Face à la situation, ONG, associations et gouvernements travaillent de concert pour rassurer les Tonga et apporter leur aide malgré la fermeture des frontières. En première ligne : l’Australie et la Nouvelle-Zélande, où vit une grande communauté originaire des Tonga. « Nous allons travailler avec les autorités sur le terrain pour nous assurer que nous respectons leurs attentes et leurs restrictions sanitaires », a assuré la Première ministre néo-zélandaise, Jacinda Ardern, dès dimanche.

« Tous les efforts humanitaires déployés pour aider ce petit royaume respecteront les protocoles sanitaires stricts du pays pour le garder à l’écart de la pandémie », a de son côté abondé l’ONU.
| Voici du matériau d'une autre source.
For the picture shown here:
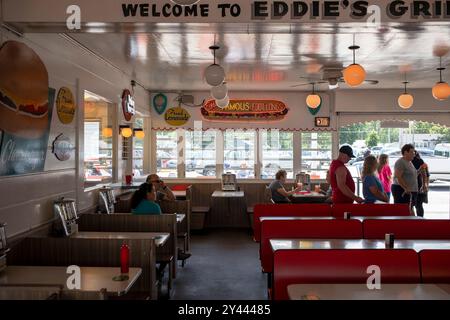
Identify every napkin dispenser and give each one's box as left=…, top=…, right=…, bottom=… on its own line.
left=295, top=172, right=311, bottom=191
left=0, top=222, right=9, bottom=272
left=98, top=187, right=116, bottom=214
left=53, top=198, right=78, bottom=237
left=222, top=173, right=237, bottom=191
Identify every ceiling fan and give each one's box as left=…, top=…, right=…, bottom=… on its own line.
left=291, top=67, right=379, bottom=90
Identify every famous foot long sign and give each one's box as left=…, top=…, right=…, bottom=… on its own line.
left=201, top=99, right=289, bottom=122
left=3, top=0, right=450, bottom=27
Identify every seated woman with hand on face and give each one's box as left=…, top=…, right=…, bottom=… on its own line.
left=362, top=155, right=389, bottom=203
left=269, top=170, right=302, bottom=203
left=131, top=183, right=161, bottom=214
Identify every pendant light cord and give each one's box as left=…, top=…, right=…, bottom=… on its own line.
left=353, top=34, right=356, bottom=64
left=404, top=71, right=408, bottom=93
left=213, top=33, right=216, bottom=64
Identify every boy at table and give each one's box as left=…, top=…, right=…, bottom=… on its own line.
left=147, top=174, right=175, bottom=202
left=269, top=170, right=301, bottom=203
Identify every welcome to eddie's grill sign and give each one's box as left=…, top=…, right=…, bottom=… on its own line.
left=121, top=0, right=450, bottom=22
left=2, top=0, right=450, bottom=25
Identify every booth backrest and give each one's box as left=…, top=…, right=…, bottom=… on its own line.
left=363, top=219, right=450, bottom=239
left=273, top=249, right=420, bottom=300
left=253, top=203, right=331, bottom=242
left=260, top=219, right=362, bottom=272
left=331, top=203, right=411, bottom=218
left=8, top=237, right=157, bottom=299
left=78, top=213, right=178, bottom=273
left=419, top=250, right=450, bottom=283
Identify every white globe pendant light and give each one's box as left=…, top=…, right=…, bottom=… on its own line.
left=211, top=83, right=228, bottom=100
left=431, top=57, right=450, bottom=101
left=205, top=45, right=225, bottom=87
left=306, top=83, right=322, bottom=109
left=216, top=96, right=230, bottom=109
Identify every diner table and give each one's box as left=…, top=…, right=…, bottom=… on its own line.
left=172, top=190, right=186, bottom=200
left=205, top=190, right=249, bottom=228
left=177, top=213, right=186, bottom=223
left=290, top=191, right=328, bottom=203
left=0, top=266, right=142, bottom=296
left=287, top=283, right=450, bottom=300
left=109, top=181, right=141, bottom=190
left=70, top=231, right=170, bottom=247
left=270, top=239, right=450, bottom=252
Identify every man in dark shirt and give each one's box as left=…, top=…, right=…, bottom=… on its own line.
left=411, top=151, right=430, bottom=217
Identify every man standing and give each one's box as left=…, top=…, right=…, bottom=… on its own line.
left=330, top=146, right=364, bottom=203
left=146, top=174, right=175, bottom=201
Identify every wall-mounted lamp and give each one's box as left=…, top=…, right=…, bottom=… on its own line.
left=102, top=126, right=112, bottom=138
left=119, top=125, right=133, bottom=138
left=133, top=129, right=145, bottom=139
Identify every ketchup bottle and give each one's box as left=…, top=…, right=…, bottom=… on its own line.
left=120, top=243, right=130, bottom=274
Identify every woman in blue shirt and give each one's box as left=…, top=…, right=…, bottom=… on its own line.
left=131, top=183, right=161, bottom=214
left=362, top=156, right=389, bottom=203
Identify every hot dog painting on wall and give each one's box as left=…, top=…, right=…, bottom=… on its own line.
left=201, top=99, right=289, bottom=122
left=0, top=41, right=55, bottom=176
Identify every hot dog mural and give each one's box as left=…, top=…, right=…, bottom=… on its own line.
left=0, top=41, right=55, bottom=176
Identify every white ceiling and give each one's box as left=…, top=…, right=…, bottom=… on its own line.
left=59, top=22, right=450, bottom=91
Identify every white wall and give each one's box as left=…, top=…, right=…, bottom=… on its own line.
left=0, top=31, right=149, bottom=237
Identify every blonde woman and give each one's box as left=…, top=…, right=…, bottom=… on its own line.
left=378, top=154, right=392, bottom=200
left=362, top=155, right=389, bottom=203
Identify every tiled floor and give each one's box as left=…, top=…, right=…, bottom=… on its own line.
left=171, top=229, right=267, bottom=300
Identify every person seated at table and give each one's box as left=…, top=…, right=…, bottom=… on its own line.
left=269, top=170, right=301, bottom=203
left=330, top=145, right=364, bottom=203
left=131, top=183, right=161, bottom=215
left=320, top=170, right=333, bottom=203
left=146, top=174, right=175, bottom=202
left=362, top=155, right=389, bottom=203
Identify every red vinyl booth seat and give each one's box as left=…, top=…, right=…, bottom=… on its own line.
left=253, top=203, right=331, bottom=242
left=363, top=219, right=450, bottom=239
left=331, top=203, right=411, bottom=218
left=419, top=250, right=450, bottom=283
left=273, top=249, right=420, bottom=300
left=260, top=220, right=362, bottom=273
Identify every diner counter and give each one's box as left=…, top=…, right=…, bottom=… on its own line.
left=270, top=239, right=450, bottom=251
left=287, top=283, right=450, bottom=300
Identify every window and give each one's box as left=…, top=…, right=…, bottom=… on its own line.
left=133, top=118, right=146, bottom=178
left=84, top=91, right=114, bottom=188
left=223, top=130, right=255, bottom=179
left=185, top=130, right=216, bottom=178
left=156, top=131, right=178, bottom=178
left=301, top=132, right=332, bottom=179
left=260, top=130, right=294, bottom=179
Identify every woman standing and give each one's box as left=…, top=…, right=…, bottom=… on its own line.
left=378, top=154, right=392, bottom=202
left=392, top=144, right=419, bottom=213
left=362, top=155, right=389, bottom=203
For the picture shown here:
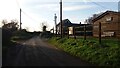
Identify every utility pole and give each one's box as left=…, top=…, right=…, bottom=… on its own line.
left=54, top=14, right=57, bottom=35
left=60, top=0, right=63, bottom=38
left=20, top=8, right=22, bottom=30
left=99, top=22, right=101, bottom=45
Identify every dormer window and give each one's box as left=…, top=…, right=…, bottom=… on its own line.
left=106, top=17, right=113, bottom=22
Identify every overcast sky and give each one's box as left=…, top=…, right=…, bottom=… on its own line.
left=0, top=0, right=119, bottom=31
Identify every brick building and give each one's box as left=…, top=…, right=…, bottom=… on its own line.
left=92, top=11, right=120, bottom=37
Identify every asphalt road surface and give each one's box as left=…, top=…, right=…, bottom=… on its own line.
left=3, top=37, right=93, bottom=66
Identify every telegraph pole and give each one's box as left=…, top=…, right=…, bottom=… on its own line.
left=20, top=8, right=22, bottom=30
left=54, top=14, right=57, bottom=35
left=60, top=0, right=63, bottom=38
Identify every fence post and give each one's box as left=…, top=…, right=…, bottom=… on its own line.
left=84, top=24, right=86, bottom=40
left=99, top=22, right=101, bottom=45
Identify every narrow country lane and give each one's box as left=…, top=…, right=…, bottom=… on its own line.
left=3, top=37, right=95, bottom=66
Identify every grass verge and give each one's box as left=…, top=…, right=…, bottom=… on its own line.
left=49, top=37, right=120, bottom=67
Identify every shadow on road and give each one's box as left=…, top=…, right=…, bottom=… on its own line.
left=3, top=37, right=93, bottom=66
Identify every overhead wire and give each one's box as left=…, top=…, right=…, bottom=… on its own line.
left=89, top=0, right=109, bottom=9
left=16, top=0, right=38, bottom=22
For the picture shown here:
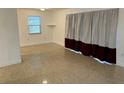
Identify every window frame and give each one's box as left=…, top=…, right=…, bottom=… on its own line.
left=27, top=15, right=41, bottom=35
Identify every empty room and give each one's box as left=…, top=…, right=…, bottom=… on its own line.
left=0, top=8, right=124, bottom=84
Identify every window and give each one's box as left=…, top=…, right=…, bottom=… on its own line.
left=28, top=16, right=41, bottom=34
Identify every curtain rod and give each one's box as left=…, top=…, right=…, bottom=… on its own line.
left=66, top=8, right=119, bottom=15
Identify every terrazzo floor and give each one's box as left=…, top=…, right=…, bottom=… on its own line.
left=0, top=43, right=124, bottom=84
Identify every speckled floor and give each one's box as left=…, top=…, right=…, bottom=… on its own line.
left=0, top=43, right=124, bottom=84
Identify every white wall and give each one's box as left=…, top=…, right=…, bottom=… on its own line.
left=117, top=8, right=124, bottom=67
left=17, top=9, right=52, bottom=46
left=0, top=8, right=21, bottom=67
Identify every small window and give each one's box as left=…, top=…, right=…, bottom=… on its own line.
left=28, top=16, right=41, bottom=34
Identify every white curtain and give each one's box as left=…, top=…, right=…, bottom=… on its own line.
left=65, top=9, right=118, bottom=63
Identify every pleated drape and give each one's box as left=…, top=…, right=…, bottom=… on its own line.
left=65, top=9, right=118, bottom=63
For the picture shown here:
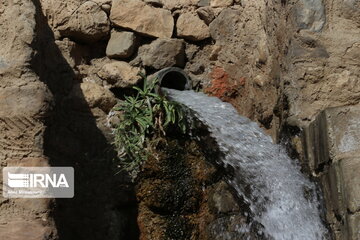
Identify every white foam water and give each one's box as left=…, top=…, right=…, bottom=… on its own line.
left=165, top=89, right=327, bottom=240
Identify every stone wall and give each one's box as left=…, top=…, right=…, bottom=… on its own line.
left=0, top=0, right=360, bottom=239
left=282, top=0, right=360, bottom=239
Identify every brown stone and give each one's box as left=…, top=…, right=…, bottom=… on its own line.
left=138, top=38, right=185, bottom=69
left=98, top=61, right=141, bottom=88
left=176, top=13, right=210, bottom=41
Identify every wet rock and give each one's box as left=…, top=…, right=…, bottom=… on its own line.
left=68, top=82, right=116, bottom=113
left=110, top=0, right=174, bottom=38
left=210, top=0, right=234, bottom=7
left=295, top=0, right=326, bottom=32
left=98, top=61, right=141, bottom=88
left=106, top=31, right=137, bottom=58
left=210, top=181, right=239, bottom=213
left=57, top=1, right=110, bottom=42
left=138, top=38, right=185, bottom=69
left=196, top=7, right=215, bottom=25
left=176, top=13, right=210, bottom=41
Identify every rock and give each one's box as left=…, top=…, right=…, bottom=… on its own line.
left=295, top=0, right=326, bottom=32
left=209, top=9, right=241, bottom=45
left=57, top=1, right=110, bottom=42
left=138, top=38, right=185, bottom=69
left=106, top=31, right=137, bottom=58
left=210, top=181, right=239, bottom=213
left=197, top=0, right=210, bottom=7
left=161, top=0, right=198, bottom=10
left=98, top=61, right=141, bottom=88
left=210, top=0, right=234, bottom=7
left=67, top=82, right=116, bottom=113
left=110, top=0, right=174, bottom=38
left=0, top=82, right=52, bottom=117
left=209, top=45, right=221, bottom=61
left=185, top=43, right=199, bottom=61
left=176, top=13, right=210, bottom=41
left=0, top=219, right=51, bottom=240
left=55, top=38, right=89, bottom=68
left=196, top=7, right=215, bottom=25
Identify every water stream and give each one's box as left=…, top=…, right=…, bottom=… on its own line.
left=165, top=89, right=327, bottom=240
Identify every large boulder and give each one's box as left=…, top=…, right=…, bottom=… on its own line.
left=176, top=13, right=210, bottom=41
left=57, top=1, right=110, bottom=42
left=138, top=38, right=185, bottom=69
left=106, top=31, right=137, bottom=58
left=110, top=0, right=174, bottom=38
left=98, top=61, right=141, bottom=88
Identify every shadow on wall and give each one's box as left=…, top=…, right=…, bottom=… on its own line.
left=32, top=0, right=138, bottom=240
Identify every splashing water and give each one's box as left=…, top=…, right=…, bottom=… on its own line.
left=165, top=89, right=327, bottom=240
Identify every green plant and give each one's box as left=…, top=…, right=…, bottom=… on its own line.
left=115, top=77, right=186, bottom=177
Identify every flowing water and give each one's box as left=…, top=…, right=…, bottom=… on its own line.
left=165, top=89, right=327, bottom=240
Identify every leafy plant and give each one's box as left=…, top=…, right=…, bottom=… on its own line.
left=115, top=76, right=186, bottom=177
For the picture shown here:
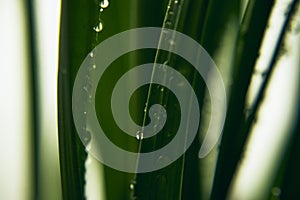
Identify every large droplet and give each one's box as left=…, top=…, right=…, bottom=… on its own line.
left=94, top=22, right=103, bottom=33
left=136, top=131, right=144, bottom=140
left=100, top=0, right=109, bottom=8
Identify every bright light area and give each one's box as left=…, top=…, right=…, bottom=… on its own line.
left=35, top=0, right=62, bottom=200
left=0, top=0, right=32, bottom=199
left=229, top=0, right=300, bottom=199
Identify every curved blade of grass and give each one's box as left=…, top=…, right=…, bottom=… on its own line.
left=24, top=0, right=40, bottom=199
left=211, top=0, right=274, bottom=199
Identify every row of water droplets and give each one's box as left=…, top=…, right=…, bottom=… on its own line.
left=129, top=0, right=184, bottom=200
left=82, top=0, right=109, bottom=199
left=93, top=0, right=109, bottom=33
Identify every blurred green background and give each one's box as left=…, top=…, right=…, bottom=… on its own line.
left=0, top=0, right=300, bottom=200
Depuis cette annonce, les Tonga ont donné leur feu vert pour commencer à acheminer de l’aide. Outre des avions transportant des produits de première nécessité, qui sont arrivés jeudi, le navire HMAS Adelaïde, de la flotte australienne, est en route vers les Tonga avec du matériel de secours à son bord. Il devrait arriver à destination dans cinq jours, après 2 380 km de mer dans l’océan Pacifique. 

Deux navires néo-zélandais sont également partis pour l’archipel et devraient l’atteindre dans environ trois jours. Ils transportent notamment de l’eau potable ainsi qu’une unité de dessalement pouvant fournir 70 000 litres par jour. 

Pendant ce temps, les discussions se poursuivent pour déterminer le protocole à suivre pour protéger au maximum l’archipel. Selon le Washington Post, le scénario avancé est celui de livraisons sans contact direct. « La pandémie de Covid-19 a au moins eu un avantage : ces deux dernières années, nous avons déjà fait un grand nombre de livraisons sans contact », a salué le ministre de la Défense néo-zélandais, Peeni Henare.

De leur côté, les quelques ONG internationales déjà présentes sur le terrain apportent leur aide aux sinistrés. Parmi elles, la Fédération internationale des sociétés de la Croix-Rouge et du Croissant-Rouge (FICR) compte 70 bénévoles aux Tonga. Ils ont réussi à distribuer des fournitures, notamment des bâches et de l’eau à 1 200 familles. « Nous n’enverrons pas d’équipes supplémentaires, sauf si nous avons une demande explicite », explique cependant Katie Greenwood, responsable de la Croix-Rouge pour la région Pacifique, dans une vidéo postée sur les réseaux sociaux.